In the first pages of this essay, I stated that noopolitics ideally should be analyzed in their entanglement with other strains of power. Of particular interest in the case of Kenya is a category of power that has gone unnamed in the annals of scholarship, although aspects of it certainly appear in Marx and in Marxian scholarship, in the environmental humanities, and (rather latently) in Foucault’s discussion of biopower. This category, which I call terra-power, refers to the harnessing of the earth’s bioproductive capacities, involving techniques of labor management, techniques of destruction and infrastructural construction, and techniques of cultivation, all tending toward the physical reorganization of the earth’s humans and nonhumans. Appearing in antiquity with the rise of large-scale agriculture and a corresponding division of labor, terra-power is the foundation of what Ulrich Beck calls “risk society,” reminding us that the latter is not in fact a twentieth-century phenomenon but is implicated in the very advent of agricultural production, which has always been a technology for mitigating risk while, in the process, constantly producing new risks. Or rather, terra-power is a technology for redistributing risk over time and across different strata of society. Involved in both risk production and risk absorption, terra-power has been long linked to class struggle, which, at its historical base, concerns how the burden of agricultural risks, the burdens of labor, and the boon of agricultural surpluses should be distributed among the classes.
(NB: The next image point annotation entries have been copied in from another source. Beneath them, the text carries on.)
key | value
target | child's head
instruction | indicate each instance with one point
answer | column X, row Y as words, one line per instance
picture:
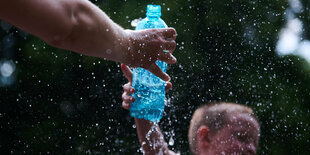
column 223, row 128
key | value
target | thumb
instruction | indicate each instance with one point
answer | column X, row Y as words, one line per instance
column 127, row 72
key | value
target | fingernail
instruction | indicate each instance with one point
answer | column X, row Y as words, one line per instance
column 173, row 59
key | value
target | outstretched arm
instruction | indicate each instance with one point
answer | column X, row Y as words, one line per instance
column 149, row 134
column 80, row 26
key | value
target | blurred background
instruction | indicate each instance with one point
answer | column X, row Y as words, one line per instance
column 252, row 52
The late nineteenth-century development of agricultural futures trading transposed this distribution of risk into a self-regulating system. Going a step further, digital cell-phone technologies are now touted as a means of putting Third World farmers directly in touch with agricultural futures markets. Nootechnologies thus support terra-power, attempting to defuse class struggle by converting every Third World farmer into a petty risk-bearing capitalist. These digital tools clearly serve as instruments of what Stiegler calls collective individuation, but it should be remembered that collective individuation is also conducted through architecture and that the global village is an architectural configuration, one facilitating noopolitics through the distribution of people so as to direct them toward particular semiotic forms of subjectivity. Supporting processes of nootechnical individuation are the architectures that organize collective modes of existence and collective identities.